Três provas no documento definem que não houve confronto entre os adolescentes e os policiais: o relato de uma sobrevivente que estava com os quatro rapazes, vídeos de câmeras de segurança e laudos das armas supostamente utilizadas pelos jovens (apresentadas na delegacia pelos PM) e do DHPP (Departamento de Homicídios e de Proteção à Pessoa).
Execução x legítima defesa
A testemunha narra que estava com os adolescentes em um carro e não viu nenhuma arma com eles. Após um tempo, o motorista teria percebido a viatura e entrou na Favela do Areião. Ao parar o carro, segundo a testemunha, ela ouviu “quatro barulhos fortes” e todos se deitaram no chão. Ela já prestou depoimento à Corregedoria da PM e ao DHPP.
“Na sequência, a testemunha ouviu vários disparos de arma de fogo, repetidos e uma das vítimas começou a gemer de dor e, na sequência, ouviu choro, sendo que uma das vítimas caiu sobre ela, que se fingiu de morta”, aponta o documento. Os tiros teriam sido dados após os cinco, desarmados, terem se rendido.
Depois dos disparos, a jovem aponta que um policial disse “quem está vivo levanta” e ela percebeu várias viaturas no local. Em seguida, um PM teria ditado para ela uma versão para contar na delegacia e a ameaçado. “Se acontecer alguma coisa e você mudar o seu depoimento, você e sua família terão que mudar de endereço”, teria dito o policial.
O relatório da Ouvidoria inclui um vídeo de câmera de segurança que registrou a ocorrência. Segundo o documento, “as imagens deixam claro que no momento dos disparos, não havia chamada “troca de tiros” e, sim, uma sequência cadencial de, provavelmente, uma arma de fogo. Ainda de acordo com o documento, o vídeo também comprova a conversa separada do PM com a testemunha.
Nas imagens obtidas pela Ponte, é possível ver apenas um PM atirando e o som de cinco disparos. O vídeo registra o som de dois disparos antes da chegada de um policial com arma nas mãos, enquanto outro PM dá a volta atrás de um carro e mais um aparece abrindo a porta da viatura.
A versão dos PMs é diferente. Segundo eles, o veículo dos jovens era roubado e, quando os PMs perceberam, começaram uma perseguição. O motorista do carro teria dado disparos ao entrar na comunidade. Ao descerem do carro, “cinco indivíduos desembarcaram. Houve troca de tiros que culminou com quatro indivíduos baleados”, sustentaram os PMs à Polícia Civil.

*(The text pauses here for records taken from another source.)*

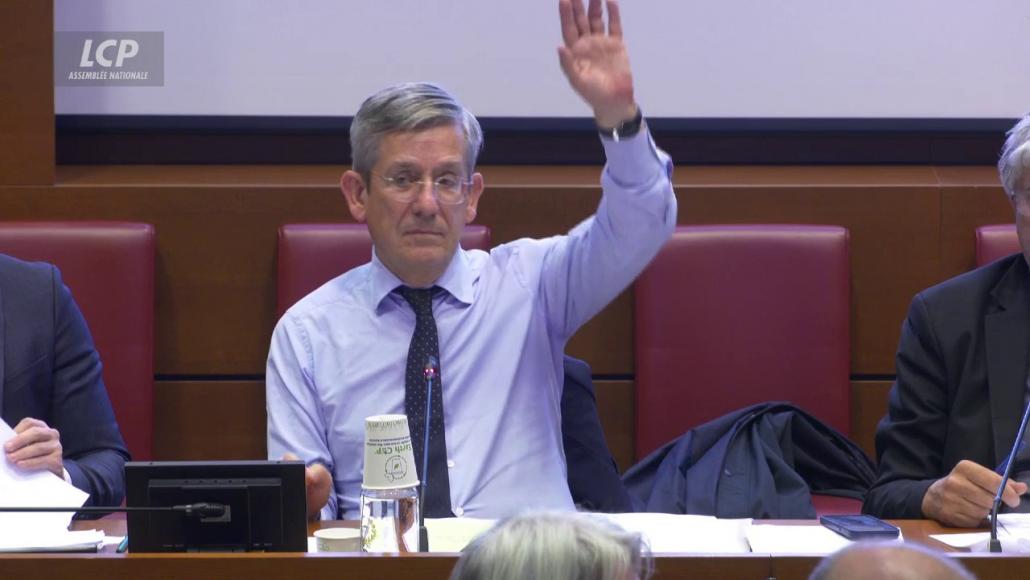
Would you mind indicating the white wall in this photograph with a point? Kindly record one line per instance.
(692, 58)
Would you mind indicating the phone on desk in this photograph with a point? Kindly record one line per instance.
(860, 526)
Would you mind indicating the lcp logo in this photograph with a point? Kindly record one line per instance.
(90, 59)
(127, 48)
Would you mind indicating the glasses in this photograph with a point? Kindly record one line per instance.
(404, 188)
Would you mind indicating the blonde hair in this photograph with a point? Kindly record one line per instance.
(555, 545)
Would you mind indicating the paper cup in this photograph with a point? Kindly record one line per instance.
(338, 540)
(389, 463)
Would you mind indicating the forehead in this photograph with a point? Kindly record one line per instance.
(432, 147)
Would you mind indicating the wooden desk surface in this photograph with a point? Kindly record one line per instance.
(221, 566)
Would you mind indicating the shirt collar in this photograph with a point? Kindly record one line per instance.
(457, 279)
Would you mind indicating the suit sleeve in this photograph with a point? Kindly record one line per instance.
(911, 438)
(94, 451)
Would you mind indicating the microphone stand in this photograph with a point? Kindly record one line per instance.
(995, 543)
(428, 373)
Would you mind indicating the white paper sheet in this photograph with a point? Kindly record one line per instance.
(63, 541)
(40, 488)
(453, 534)
(1014, 533)
(687, 534)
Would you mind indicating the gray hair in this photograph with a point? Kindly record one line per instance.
(889, 560)
(409, 107)
(553, 546)
(1015, 158)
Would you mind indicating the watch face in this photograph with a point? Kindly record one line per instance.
(626, 129)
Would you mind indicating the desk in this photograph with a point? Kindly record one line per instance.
(274, 566)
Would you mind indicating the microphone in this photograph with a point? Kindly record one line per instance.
(430, 372)
(201, 510)
(995, 543)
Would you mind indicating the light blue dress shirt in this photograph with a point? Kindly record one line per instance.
(339, 354)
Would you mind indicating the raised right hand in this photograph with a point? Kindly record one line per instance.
(317, 485)
(963, 498)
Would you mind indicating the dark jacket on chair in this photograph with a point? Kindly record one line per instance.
(762, 462)
(593, 477)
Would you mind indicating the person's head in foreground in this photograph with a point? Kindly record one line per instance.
(889, 560)
(1014, 168)
(558, 546)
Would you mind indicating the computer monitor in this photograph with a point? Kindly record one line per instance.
(265, 506)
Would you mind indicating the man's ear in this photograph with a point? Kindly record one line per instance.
(475, 191)
(355, 193)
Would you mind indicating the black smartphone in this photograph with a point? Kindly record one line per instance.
(860, 526)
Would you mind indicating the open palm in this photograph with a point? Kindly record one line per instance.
(596, 62)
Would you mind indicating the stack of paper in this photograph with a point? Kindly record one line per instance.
(45, 531)
(687, 534)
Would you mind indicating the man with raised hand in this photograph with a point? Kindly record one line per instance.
(495, 322)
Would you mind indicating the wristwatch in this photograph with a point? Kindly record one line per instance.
(625, 129)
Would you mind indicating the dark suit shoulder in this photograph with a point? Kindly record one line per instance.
(18, 274)
(972, 290)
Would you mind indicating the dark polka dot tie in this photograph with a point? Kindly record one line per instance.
(424, 343)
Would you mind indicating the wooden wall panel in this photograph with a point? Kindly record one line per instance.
(206, 420)
(27, 92)
(971, 198)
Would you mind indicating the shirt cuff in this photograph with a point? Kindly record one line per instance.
(631, 161)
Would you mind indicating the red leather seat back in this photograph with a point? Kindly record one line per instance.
(311, 254)
(996, 241)
(108, 267)
(731, 315)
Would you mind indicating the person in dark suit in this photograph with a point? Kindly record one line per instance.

Ainda no B.O. (Boletim de Ocorrência) do caso, os PMs apontam terem apreendido quatro armas de fogo, sendo uma pistola e três revólveres, com os jovens. Duas delas (calibres .38 e 9mm) estariam ao lado dos jovens mortos e outras duas (outra .38 e um .32) dentro do carro.
‘PMs desconsideraram métodos’
No documento da Ouvidoria, três armas são apontadas como “supostamente utilizadas pelos civis”: 9mm, calibre 32 e uma calibre 38. Conforme o relatório, apenas a de calibre 32 realizou um único disparo, estando a pistola 9mm com todas as balas e a 38 com o tambor quebrado, “o que, em tese, impossibilitaria o seu uso”.

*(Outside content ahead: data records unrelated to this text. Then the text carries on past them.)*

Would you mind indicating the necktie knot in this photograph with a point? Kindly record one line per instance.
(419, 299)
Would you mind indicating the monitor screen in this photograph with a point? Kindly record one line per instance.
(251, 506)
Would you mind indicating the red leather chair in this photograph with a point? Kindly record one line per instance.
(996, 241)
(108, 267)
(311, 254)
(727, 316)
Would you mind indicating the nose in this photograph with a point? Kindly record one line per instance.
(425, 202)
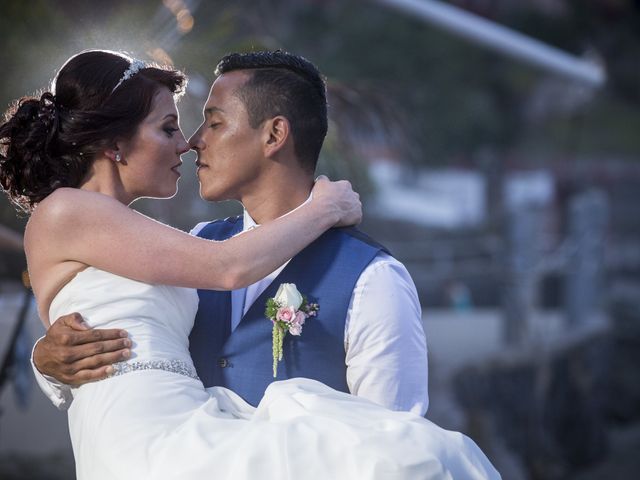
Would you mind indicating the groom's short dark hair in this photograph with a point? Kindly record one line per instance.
(287, 85)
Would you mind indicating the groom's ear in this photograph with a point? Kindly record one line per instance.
(276, 134)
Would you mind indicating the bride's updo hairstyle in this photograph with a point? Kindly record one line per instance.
(50, 141)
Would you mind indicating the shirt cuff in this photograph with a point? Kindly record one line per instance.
(57, 392)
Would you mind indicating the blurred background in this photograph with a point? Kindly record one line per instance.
(497, 146)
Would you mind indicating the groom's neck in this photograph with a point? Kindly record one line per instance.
(277, 196)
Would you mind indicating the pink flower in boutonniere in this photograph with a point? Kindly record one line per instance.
(287, 311)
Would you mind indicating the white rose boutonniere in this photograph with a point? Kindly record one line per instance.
(288, 311)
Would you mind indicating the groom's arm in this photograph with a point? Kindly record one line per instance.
(386, 350)
(71, 354)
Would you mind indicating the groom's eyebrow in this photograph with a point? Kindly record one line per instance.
(211, 110)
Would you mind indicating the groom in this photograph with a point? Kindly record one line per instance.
(264, 124)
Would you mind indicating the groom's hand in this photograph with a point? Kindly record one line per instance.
(74, 353)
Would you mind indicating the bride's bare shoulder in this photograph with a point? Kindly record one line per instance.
(66, 207)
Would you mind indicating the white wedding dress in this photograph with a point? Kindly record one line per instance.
(155, 420)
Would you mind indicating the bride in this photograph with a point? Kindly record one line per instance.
(75, 158)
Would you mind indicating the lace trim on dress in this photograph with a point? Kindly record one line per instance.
(174, 366)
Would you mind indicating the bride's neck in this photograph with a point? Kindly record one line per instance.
(104, 177)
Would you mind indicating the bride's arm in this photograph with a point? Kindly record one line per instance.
(96, 230)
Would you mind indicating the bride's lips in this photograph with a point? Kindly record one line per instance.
(200, 165)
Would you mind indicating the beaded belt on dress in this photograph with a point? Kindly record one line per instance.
(175, 366)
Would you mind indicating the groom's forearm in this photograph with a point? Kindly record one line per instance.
(73, 353)
(386, 351)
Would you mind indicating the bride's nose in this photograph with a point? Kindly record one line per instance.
(195, 142)
(183, 146)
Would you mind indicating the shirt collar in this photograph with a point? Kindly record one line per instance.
(248, 222)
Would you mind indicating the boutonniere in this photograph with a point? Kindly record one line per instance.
(287, 311)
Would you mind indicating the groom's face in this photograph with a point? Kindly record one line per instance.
(230, 159)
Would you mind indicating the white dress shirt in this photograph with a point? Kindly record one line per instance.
(384, 341)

“As supostas armas utilizadas pelos adolescentes […] não apresentam condições de se estabelecer o confronto alegado e não provado pelos policiais militares”, sustenta o ouvidor Benedito Mariano, citando os 23 disparos feitos pelos PMs, sendo 11 pelo soldado Souza, 10 pelo sargento Costa e 2 pelo cabo Bezerra. Doze tiros acertaram os jovens.

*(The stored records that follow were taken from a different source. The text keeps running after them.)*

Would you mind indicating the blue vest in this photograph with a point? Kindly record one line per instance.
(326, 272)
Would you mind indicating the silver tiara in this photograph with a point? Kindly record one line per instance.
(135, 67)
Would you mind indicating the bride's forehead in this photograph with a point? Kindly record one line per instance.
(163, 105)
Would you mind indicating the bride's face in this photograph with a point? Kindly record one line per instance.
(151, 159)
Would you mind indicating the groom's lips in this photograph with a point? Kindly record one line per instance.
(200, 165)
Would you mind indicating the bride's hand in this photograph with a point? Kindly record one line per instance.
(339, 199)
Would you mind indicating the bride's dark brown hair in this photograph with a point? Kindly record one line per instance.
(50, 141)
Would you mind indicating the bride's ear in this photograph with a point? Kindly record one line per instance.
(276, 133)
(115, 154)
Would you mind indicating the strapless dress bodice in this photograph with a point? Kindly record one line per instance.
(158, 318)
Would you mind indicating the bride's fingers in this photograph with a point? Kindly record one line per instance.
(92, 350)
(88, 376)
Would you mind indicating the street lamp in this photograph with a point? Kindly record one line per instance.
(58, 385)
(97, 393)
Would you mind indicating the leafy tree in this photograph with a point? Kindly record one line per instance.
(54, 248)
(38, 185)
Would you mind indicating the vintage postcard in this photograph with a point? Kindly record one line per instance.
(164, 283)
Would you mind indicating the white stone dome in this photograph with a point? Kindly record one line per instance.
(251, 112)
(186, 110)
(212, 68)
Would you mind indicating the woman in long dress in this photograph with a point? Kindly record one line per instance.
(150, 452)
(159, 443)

Segundo o ouvidor Benedito Mariano, os PMs contrariaram regras básicas de atuação nesta ocorrência. “Os quatro conceitos do método Giraldi foram desconsiderados pelos PMs”, sustenta, citando “proporcionalidade, oportunidade, necessidade e qualidade”. E conclui: “Portanto, as mortes dos quatro adolescentes poderiam ser evitadas”.
O relatório foi enviado à Corregedoria da PM e ao DHPP, que investigam o caso. Mariano sustenta que ele “serve de subsídio para a apuração dos fatos”. Os policiais militares estão afastados das ruas, prestando serviço administrativo.